Re: [BUGS] BUG #9210: PostgreSQL string store bug? not enforce check with correct characterSET/encoding - Mailing list pgsql-hackers

From Tom Lane
Subject Re: [BUGS] BUG #9210: PostgreSQL string store bug? not enforce check with correct characterSET/encoding
Date
Msg-id 4385.1392859333@sss.pgh.pa.us
Whole thread Raw
In response to Re: [BUGS] BUG #9210: PostgreSQL string store bug? not enforce check with correct characterSET/encoding  (Tom Lane <tgl@sss.pgh.pa.us>)
Responses Re: BUG #9210: PostgreSQL string store bug? not enforce check with correct characterSET/encoding
List pgsql-hackers
I wrote:
>> The minimum-refactoring solution to this would be to tweak
>> pg_do_encoding_conversion() so that if the src_encoding is SQL_ASCII but
>> the dest_encoding isn't, it does pg_verify_mbstr() rather than nothing.

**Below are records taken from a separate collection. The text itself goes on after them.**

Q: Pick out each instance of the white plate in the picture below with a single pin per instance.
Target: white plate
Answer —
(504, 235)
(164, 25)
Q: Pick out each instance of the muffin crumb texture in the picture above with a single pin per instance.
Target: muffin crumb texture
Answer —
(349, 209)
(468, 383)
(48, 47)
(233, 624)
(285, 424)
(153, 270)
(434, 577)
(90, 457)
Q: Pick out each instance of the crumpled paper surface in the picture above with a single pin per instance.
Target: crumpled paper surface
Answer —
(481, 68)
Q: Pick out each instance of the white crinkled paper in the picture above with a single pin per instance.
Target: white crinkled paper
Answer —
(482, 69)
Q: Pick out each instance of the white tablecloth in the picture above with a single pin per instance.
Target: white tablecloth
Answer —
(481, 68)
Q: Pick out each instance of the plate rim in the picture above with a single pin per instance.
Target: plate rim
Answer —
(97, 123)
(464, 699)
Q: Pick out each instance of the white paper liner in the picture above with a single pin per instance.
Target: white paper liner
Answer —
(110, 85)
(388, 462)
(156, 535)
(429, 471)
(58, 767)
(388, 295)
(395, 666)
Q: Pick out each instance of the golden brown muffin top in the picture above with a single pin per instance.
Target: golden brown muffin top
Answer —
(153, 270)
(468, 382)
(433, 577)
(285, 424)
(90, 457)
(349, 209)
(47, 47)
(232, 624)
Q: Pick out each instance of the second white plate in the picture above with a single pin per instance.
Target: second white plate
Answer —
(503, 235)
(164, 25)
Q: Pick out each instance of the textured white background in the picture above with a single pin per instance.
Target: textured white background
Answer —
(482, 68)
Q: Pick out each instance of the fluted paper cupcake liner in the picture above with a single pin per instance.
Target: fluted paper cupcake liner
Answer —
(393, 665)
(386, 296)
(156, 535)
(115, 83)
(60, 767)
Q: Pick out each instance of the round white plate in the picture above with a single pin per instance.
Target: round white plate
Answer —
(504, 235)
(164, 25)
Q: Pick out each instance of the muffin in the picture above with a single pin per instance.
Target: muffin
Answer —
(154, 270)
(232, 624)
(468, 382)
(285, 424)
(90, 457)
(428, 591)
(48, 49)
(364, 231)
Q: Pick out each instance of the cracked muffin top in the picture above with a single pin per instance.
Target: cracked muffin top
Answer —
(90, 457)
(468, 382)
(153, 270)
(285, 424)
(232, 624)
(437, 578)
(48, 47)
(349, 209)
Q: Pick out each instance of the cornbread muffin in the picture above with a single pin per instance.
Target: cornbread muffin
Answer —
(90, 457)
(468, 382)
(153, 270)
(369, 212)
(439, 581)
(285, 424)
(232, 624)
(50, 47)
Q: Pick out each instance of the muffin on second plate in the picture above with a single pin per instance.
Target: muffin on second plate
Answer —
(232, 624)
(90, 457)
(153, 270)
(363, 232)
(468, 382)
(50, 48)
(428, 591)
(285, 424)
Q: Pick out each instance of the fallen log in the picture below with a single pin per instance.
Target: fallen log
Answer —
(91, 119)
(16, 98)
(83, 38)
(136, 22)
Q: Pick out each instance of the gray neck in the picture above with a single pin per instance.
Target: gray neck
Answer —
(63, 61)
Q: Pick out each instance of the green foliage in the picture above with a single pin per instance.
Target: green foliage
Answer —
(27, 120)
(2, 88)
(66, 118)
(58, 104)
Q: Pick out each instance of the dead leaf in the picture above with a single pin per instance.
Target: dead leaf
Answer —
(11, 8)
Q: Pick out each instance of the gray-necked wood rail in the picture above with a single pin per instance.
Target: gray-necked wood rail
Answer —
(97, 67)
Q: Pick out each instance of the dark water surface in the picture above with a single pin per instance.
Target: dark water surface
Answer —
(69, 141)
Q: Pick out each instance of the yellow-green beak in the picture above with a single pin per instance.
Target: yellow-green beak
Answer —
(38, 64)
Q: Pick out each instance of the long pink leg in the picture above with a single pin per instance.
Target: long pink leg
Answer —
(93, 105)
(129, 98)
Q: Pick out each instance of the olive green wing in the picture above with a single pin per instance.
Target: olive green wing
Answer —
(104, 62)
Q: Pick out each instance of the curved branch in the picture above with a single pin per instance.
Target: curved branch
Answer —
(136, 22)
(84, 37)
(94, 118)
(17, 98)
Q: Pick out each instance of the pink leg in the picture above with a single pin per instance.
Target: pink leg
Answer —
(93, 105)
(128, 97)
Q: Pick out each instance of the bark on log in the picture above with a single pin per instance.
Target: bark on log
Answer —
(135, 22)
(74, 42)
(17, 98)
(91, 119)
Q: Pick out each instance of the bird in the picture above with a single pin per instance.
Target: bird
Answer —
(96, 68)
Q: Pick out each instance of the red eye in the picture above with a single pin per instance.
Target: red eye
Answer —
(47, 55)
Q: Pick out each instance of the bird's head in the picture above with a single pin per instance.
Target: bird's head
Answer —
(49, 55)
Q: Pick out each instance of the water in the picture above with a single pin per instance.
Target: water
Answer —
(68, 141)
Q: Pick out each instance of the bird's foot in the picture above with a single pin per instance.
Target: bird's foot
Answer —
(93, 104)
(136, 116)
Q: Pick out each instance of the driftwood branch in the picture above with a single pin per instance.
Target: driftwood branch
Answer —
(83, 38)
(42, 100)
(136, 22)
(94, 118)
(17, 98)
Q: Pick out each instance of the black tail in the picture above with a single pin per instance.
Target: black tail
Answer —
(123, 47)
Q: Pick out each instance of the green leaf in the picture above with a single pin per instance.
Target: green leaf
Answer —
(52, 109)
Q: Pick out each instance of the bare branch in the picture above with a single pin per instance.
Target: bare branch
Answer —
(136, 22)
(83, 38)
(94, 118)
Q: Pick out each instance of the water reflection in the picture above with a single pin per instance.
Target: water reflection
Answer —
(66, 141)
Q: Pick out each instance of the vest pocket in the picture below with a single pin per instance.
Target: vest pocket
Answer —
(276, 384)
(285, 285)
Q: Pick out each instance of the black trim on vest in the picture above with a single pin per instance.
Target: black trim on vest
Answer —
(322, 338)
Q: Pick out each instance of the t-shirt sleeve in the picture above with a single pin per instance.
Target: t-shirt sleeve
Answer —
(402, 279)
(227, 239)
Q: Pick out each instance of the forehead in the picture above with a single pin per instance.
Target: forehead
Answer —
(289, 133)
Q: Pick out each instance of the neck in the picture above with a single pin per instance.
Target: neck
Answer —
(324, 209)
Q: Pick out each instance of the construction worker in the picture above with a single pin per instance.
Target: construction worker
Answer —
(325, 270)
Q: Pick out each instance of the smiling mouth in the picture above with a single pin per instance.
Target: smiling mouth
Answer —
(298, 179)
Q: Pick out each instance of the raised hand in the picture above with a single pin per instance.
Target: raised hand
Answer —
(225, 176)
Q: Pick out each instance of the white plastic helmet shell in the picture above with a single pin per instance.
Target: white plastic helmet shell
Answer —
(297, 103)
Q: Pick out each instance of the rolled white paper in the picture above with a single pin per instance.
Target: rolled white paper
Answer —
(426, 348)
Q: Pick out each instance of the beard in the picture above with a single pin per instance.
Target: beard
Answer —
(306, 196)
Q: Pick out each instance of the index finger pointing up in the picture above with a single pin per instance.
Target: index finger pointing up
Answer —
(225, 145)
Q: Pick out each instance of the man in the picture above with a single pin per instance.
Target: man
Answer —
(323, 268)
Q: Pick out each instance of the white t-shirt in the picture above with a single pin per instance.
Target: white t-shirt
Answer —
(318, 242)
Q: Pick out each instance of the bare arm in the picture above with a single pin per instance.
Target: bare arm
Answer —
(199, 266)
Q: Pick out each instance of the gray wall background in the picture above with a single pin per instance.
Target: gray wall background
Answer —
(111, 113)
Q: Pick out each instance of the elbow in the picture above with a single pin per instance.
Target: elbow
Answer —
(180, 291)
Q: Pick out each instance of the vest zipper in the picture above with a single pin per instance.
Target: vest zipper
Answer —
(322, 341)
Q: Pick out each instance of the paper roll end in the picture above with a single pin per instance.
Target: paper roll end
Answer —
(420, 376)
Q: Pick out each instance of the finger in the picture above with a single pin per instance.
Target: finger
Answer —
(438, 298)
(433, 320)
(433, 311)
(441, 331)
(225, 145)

>> I'm not sure if this would break anything we need to have work,
>> though.  Thoughts?  Do we want to back-patch such a change?

> I looked through all the callers of pg_do_encoding_conversion(), and
> AFAICS this change is a good idea.  There are a whole bunch of places
> that use pg_do_encoding_conversion() to convert from the database encoding
> to encoding X (most usually UTF8), and right now if you do that in a
> SQL_ASCII database you have no assurance whatever that what is produced
> is actually valid in encoding X.  I think we need to close that loophole.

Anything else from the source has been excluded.